ん……ターゲットが歩いてきた。……しかし待て。クソッ! 余計な事ばかり考えて俺としたことが気を引きつける行動を考えずにいた。俺が手に持っているのはモップとバケツだけだぞ!
「待て!」
な、何をやっている! 我は何故呼び止めた? 話術という高度な技術なんて我は持っていないぞ!
「な、え、どうしました?」
ほら見ろ! 挙動不審になっているではないか!
「えっと、そのぉー……ダッシュって読んでます? 少年週刊誌の漫画雑誌。」
「え、は、はぁ、一応。」
だよな。リサーチ済みの情報からの推測だが当たっていた。対象者は少年漫画を愛読しているらしい。であれば、最も人気のある漫画雑誌が一番無難な話題となる。

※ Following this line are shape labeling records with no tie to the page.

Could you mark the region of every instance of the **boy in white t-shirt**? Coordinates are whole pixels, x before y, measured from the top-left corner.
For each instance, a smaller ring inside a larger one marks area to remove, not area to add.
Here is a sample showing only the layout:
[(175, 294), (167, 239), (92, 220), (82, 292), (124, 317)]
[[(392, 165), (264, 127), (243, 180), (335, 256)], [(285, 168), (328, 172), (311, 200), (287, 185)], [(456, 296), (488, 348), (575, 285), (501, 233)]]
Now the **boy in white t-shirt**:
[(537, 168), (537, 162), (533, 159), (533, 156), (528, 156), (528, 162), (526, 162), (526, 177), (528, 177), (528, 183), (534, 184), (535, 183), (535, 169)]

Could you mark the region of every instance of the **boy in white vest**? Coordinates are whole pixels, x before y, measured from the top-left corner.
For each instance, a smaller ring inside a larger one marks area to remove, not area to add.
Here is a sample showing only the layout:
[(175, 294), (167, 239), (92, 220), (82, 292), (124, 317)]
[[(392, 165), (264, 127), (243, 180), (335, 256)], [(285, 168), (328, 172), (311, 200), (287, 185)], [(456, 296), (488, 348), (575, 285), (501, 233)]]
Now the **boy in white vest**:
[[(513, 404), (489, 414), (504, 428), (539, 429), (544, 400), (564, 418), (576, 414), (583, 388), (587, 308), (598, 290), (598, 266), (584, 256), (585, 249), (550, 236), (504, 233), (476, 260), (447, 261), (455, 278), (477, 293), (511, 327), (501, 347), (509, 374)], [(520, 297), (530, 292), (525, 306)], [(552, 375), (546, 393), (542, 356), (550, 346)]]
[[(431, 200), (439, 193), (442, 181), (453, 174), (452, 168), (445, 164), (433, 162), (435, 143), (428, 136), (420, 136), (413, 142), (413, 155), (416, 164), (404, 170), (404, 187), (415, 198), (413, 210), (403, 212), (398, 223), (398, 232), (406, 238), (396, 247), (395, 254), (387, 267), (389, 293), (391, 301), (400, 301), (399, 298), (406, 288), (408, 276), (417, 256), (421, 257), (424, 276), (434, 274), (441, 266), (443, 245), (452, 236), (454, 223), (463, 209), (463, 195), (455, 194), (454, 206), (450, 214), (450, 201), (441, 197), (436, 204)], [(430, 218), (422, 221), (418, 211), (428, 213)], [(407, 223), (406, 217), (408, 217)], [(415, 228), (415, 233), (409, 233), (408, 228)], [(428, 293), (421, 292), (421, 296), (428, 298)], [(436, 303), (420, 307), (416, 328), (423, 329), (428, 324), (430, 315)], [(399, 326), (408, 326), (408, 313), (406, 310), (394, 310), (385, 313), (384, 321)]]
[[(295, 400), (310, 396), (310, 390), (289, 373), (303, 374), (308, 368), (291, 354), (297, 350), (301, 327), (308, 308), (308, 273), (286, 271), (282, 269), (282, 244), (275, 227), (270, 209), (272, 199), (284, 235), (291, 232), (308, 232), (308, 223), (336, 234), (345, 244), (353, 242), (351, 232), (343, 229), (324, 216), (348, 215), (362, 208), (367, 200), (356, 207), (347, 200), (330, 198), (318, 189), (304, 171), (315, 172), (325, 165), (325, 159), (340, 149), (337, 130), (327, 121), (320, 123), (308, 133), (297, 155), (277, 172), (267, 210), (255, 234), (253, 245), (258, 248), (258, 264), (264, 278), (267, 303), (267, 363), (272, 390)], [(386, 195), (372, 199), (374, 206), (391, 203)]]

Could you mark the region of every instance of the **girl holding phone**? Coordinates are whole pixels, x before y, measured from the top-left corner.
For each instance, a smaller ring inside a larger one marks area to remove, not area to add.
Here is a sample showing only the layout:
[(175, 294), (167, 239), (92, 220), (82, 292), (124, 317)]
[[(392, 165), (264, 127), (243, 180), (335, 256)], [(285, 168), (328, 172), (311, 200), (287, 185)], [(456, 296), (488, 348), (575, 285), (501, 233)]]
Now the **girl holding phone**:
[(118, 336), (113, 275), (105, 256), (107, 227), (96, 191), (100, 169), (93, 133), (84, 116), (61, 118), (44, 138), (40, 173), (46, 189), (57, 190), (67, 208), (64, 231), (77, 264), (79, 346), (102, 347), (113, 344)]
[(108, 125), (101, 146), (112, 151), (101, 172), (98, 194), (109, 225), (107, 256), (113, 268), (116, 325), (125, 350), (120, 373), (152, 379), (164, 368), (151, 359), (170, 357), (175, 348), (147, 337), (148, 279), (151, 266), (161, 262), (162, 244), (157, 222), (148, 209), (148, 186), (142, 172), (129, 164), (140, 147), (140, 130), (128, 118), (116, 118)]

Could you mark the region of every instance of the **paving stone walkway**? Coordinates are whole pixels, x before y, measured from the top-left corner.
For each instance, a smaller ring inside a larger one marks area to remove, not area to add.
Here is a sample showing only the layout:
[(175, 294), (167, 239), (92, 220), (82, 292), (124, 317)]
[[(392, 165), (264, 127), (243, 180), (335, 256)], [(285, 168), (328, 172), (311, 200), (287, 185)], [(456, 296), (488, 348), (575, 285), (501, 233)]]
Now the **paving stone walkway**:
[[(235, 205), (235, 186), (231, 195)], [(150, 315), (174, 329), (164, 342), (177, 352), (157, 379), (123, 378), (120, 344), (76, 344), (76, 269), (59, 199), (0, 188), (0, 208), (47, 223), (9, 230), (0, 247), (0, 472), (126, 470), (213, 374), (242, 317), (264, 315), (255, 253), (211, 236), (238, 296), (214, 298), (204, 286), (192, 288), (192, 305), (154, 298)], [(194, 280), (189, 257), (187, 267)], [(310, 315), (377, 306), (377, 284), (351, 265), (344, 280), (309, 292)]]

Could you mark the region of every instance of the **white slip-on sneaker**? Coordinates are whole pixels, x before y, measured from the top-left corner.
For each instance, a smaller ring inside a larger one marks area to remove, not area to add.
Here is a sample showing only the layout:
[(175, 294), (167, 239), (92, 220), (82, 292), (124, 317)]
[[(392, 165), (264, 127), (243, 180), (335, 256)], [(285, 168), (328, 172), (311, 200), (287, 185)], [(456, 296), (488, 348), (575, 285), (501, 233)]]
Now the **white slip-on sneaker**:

「それのペインツって漫画あったじゃないですか。その、数年前に終わったアレが大好きなんですけど、その中の有名な詠唱で『零れ出す混沌の象徴、傲慢なる凶気の鞘……』の続きを忘れちゃってこれをどうにか思い出せないと仕事が手に付かないというか……。」
何を言っているんだ我は。
「砕道の九十、赤棺ですね。『汲み上がり、拒絶し、爛れ、煌き、目覚めを妨げる跛行する磐の王』と続きます。それと、細かいですけど、『傲慢なる凶気の鞘』ではなく『驕慢なる凶気の鞘』ですね。」
ガ、ガチ勢……だと? ってコレでは話が終わってしまう! というかアプリコットはまだなのか!?
「あっ、そっ、その時のポーズはどんなんだったかわかるか!?」
「ポーズ? ポーズって言ったってこう、手を伸ばして……。」
天を突く様に人差し指を空へ向けるターゲット。
「あ、表情は大事ですよね。一応敵のボスの台詞ですし、顔にこう影を作る感じで。」
瞬時に悪人顔を作り上げるお前は一体何者だ? しかし、このやり方は失敗だった。そんな格好をされてはアプリコットがスタンガンを当てにくいだろう。そして、アプリコットは奴のすぐ後ろにまで来ていた。クッ! どうすれば……!
「……ところで、これを見てくれ。」
「はい?」
話題が変わった事にキョトンとした顔で見つめてくる。それを確認すると、俺は息を深く吸いまず腹と腕に思いっきり力を込める。見ろ、今の俺の”必殺技”だ。
――モスト・マスキュラー!
全身の筋肉が収縮され膨れ上がり、体積を増す。すると、俺のツナギは瞬間的に筋肉で満たされ筋肉飽和状態となった。下半身はリラックス。しかし、降ろした拳はクワガタの顎の様に向かい合わせ謙虚で且つ逞しく、美しく……!
『パンッ!!』
筋肉の凱旋を祝す様に背中からファンファーレが鳴り響く。……俺は、人類でありながら羽化したのだ。さぁ、キメろ。
「……こいつを、どう思う?」
「すごく……うっ……!?」
感想を述べようとした瞬間、ターゲットは低い声を漏らして崩れ落ちた。アプリコットが特殊スタンガンで仕留めたのだ。……少々残念だったが、やっと安心出来る。必殺技が通じなければ、俺も嘗ての勇者達の様に絶望を顔に浮かべていただろう。まぁ、最強の魔王には無縁だがな。
「何、してんの?」
「それは我の台詞だ。遅すぎるぞアプリコット。」
「だってスィトゥーさんが、面白いからもう少し待てって……。」
「……隊長は?」
「ハルへの指示で忙しい。」
「よし、行こうか。始末所へ。」
この世界での俺の敵はスィトゥーである。それは明確な事実だ。